For my birthday last year I was lucky enough to be given a subscription to The Spicery, an amazing monthly delivery of spice kits to create an exciting recipe with. You can go online each month to see what the choices for your next box are, but I tend to stick with the 'Discoverer' boxes, which are usually interesting dishes from India or South-East Asia. This month my box was for Chicken Tikka (yum!) and some accompaniments, which is screaming out for a Friday night curry and film night, so I set about it.

Each kit tells you how long the prep and cooking will take and if I'm honest they do usually take AGES - but are worth the wait. However, this recipe was a super speedy hour or so and one you could easily make on a rushed week night. The downside of The Spicery kits is that the spice blends mostly come pre-made, so you don't always know what is in them and it can make it hard to recreate. Chicken Tikka is pretty easy though, so you can make a good guess at blending ground coriander, cumin, chilli etc for yourself to marinate the chicken in; or you could really cheat and buy a supermarket tikka garam masala type thing.
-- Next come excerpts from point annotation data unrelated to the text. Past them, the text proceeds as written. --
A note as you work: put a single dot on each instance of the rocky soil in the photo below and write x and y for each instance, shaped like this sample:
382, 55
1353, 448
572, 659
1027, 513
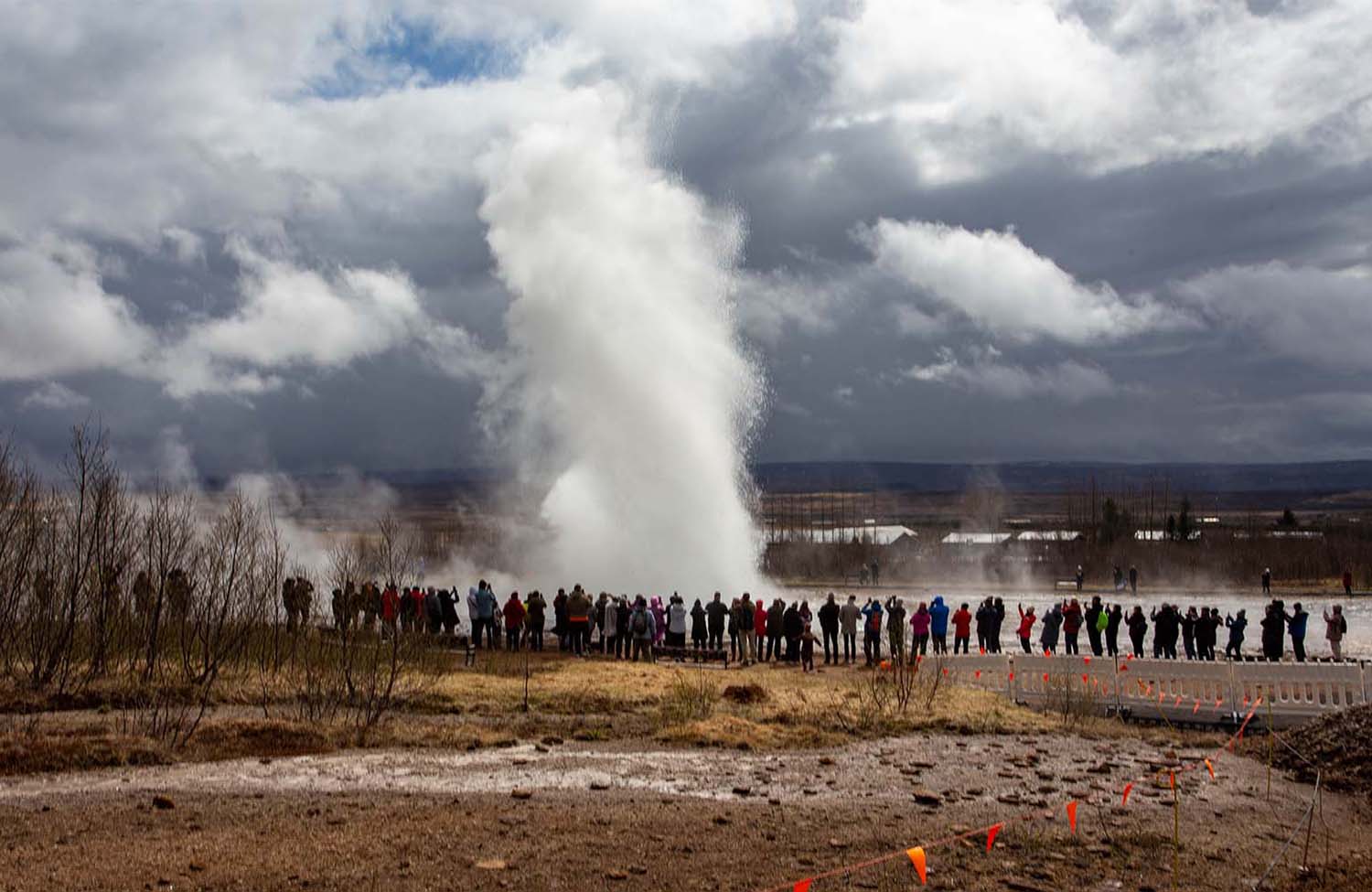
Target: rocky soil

Anyway, you marinate the chicken (any cut will work but I used thigh fillets as they're my fave) in the spice blend, some natural yoghurt and a good squeeze of lemon for half an hour or so and then put it in a very hot oven / grill or bbq to cook. The Spicery wanted me to make a tamarind chutney to go with it, which involves just their spice blend, some sugar and vinegar. Sounds hard, but isn't. The Spicery recipes come with instructions like "boil until you have a thick sauce that leaves a trail when you stir a spoon through it" - they really are incredibly simple to do and you do not need to have any previous cooking knowledge, so I'd recommend the kits if you're looking to learn to cook. I digress. They also required me to make a raita, which was just yoghurt and some little spices to stir through. You could always do an easy yoghurt/mint/cucumber combo though with some salt. Finally, there was a little salad of tomato, onion, cucumber and coriander with some chaat spices. I couldn't make the fancy onion ring bhajis they suggested due to a complete lack of cooking oil but I had some leftover naans (NOT homemade, breads are one of the things I am appalling at making) and obviously we had it with cauliflower rice: standard.

So there we are, a very simple Friday night curry. And probably for a third of the calories of a takeaway.